Prevtec Microbia Inc.,
Sainte-Hyacinthe, Québec

La réussite dans le domaine des biotechnologies est difficile à obtenir. Bien que les sociétés nouvelles effectuent généralement de passionnantes recherches menant à des technologies novatrices, la réussite commerciale des produits exige de gros moyens, et on le comprend aisément quand on connaît la durée et le coût de l’obtention des approbations gouvernementales.

Par conséquent, quand une technologie produite dans une université canadienne donne naissance à une entreprise commerciale couronnée de succès, il faut fêter ça! Cela prouve aux chercheurs qui travaillent dur dans les établissements de recherche que leur travail est non seulement source d’évolution, mais aussi de rentabilité.

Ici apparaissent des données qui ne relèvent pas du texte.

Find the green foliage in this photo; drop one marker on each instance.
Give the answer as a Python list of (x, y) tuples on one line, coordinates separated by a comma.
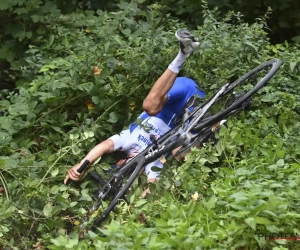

L’entreprise Prevtec Microbia Inc., auteure du vaccin porcin Coliprotec, une réussite commerciale, en est un exemple parfait.

Les données de recherche qui ont mené à la création de l’entreprise de santé animale ont été élaborées dans le Laboratoire de référence pour Escherichia coli (EcL) de la Faculté de médecine vétérinaire de l’Université de Montréal. Ce laboratoire, déjà réputé comme le seul en son genre à avoir les compétences pour faire rapport à l’Organisation mondiale de la santé animale (OIE) au sujet des flambées épidémiques d’E. coli liées aux animaux, travaillait à un vaccin devant empêcher les porcelets sevrés de contracter la diarrhée. Toutefois, jusqu’à ce que la société privée de biotechnologie Prevtec Microbia essaime de celui-ci, il n’était pas prévu d’offrir aux éleveurs de porcs les avantages de cette substance positive pour le rendement, qui devait pourtant leur donner la possibilité de lutter contre une maladie coûteuse, parfois mortelle. Désormais, le produit de la société est fabriqué au Canada et distribué d’un océan à l’autre.